Key Experimental Results¶
Main Results¶
| Dataset | Modality | Backbone | mIoU (%) | vs. Prev. SOTA |
|---|---|---|---|---|
| NYU Depth V2 | RGB-D | DFormer-L | 57.6 | DFormer 57.2 (+0.4) |
| SUNRGBD | RGB-D | DFormer-L | 52.8 | DFormer 52.5 (+0.3) |
| MFNet | RGB-T | DFormer-L | 60.6 | CMNeXt 59.9 (+0.7) |
| KITTI-360 | RGB-L | DFormer-L | 69.2 | DFormer 66.3 (+2.9) |
| EventScape | RGB-D-E | DFormer-L | 67.6 | CMNeXt 63.9 (+3.7) |
| DeLiVER | RGB-D-E-L | DFormer-L | 68.0 | CMNeXt 66.3 (+1.7) |
Ablation Study¶
| Pretraining Strategy | Params | FLOPs | Top-1 (%) | Training Time (h) |
|---|---|---|---|---|
| RGB-only | 39.0M | 14.7G | 81.4 | 69.5 |
| All modalities simultaneously | 48.7M | 21.8G | 79.9 | 180.5 |
| Ours (random selection) | 39.0M | 14.7G | 83.0 | 78.9 |
| Missing Modality in Pretraining | NYU V2 (RGB-D) | MFNet (RGB-T) | KITTI (RGB-L) | EventScape (RGB-E) |
|---|---|---|---|---|
| All 5 modalities | 54.3 | 57.6 | 64.6 | 61.8 |
| w/o Depth | 52.2 | 57.5 | 64.6 | 61.6 |
| w/o Event | 54.2 | 57.6 | 64.5 | 60.5 |
| w/o LiDAR | 54.3 | 57.7 | 61.2 | 61.9 |
| RGB only | 50.9 | 55.6 | 60.1 | 58.7 |
Key Findings¶
- Omitting a specific modality during pretraining leads to the most notable performance drop on the corresponding downstream task (e.g., removing Event pretraining degrades RGB-E from 61.8 to 60.5), confirming that ImageNeXt pretraining gains are directly attributable to the corresponding modality data.
- OmniSegmentor's advantage grows with the number of modalities: gains on EventScape increase from RGB-E (+0.7) to RGB-D-E (+2.6).
- The largest improvement is observed on KITTI-360 (+2.9 mIoU), indicating that the LiDAR modality benefits most from pretraining.
- Using the same MiT-B2 backbone, OmniSegmentor even surpasses competing methods that use the larger MiT-B4 backbone.
Highlights & Insights¶
- Practical data synthesis strategy for ImageNeXt: Leveraging existing estimation models (Omnidata, N-ImageNet) to generate multi-modal data from ImageNet avoids costly real-world multi-modal data collection. This "synthesize supplementary modalities" paradigm is transferable to other multi-modal learning scenarios.
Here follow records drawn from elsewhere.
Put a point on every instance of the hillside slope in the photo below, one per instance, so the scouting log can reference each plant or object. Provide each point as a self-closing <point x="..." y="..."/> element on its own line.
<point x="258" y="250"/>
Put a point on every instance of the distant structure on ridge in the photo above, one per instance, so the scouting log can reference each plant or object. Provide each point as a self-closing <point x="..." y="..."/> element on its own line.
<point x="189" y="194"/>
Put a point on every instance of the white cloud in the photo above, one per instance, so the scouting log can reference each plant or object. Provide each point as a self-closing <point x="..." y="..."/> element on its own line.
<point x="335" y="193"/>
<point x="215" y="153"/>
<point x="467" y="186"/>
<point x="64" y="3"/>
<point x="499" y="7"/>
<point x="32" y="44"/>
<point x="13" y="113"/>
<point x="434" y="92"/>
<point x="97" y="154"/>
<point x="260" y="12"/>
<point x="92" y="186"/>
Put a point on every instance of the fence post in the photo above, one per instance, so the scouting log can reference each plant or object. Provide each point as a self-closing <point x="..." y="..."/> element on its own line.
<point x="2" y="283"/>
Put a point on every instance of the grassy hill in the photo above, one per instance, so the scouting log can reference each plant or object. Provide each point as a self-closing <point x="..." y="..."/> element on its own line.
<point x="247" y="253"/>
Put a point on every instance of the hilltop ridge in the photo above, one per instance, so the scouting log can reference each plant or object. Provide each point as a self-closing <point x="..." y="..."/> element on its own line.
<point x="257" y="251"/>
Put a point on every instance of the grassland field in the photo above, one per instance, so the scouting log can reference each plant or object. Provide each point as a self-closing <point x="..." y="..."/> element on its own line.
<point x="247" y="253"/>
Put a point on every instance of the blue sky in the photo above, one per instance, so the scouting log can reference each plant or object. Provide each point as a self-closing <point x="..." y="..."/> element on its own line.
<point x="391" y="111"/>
- Random selection outperforms joint input: This counterintuitive finding reveals optimization conflicts among modalities during multi-modal pretraining — "less is more," as aligning two modalities per step is more stable than aligning five simultaneously.
- Simple fusion ≈ complex fusion (post-alignment): Once pretraining aligns the feature distributions, fine-tuning no longer requires sophisticated attention-based fusion; simple addition suffices. This demonstrates that strong pretraining can simplify downstream architecture design.
Limitations & Future Work¶
- All supplementary modality data are synthetically generated (estimated/simulated), introducing a domain gap relative to real sensor data; the paper does not evaluate the impact of this gap.
- The thermal estimation model is trained on only four small-scale RGB-T datasets, which may limit synthesis quality.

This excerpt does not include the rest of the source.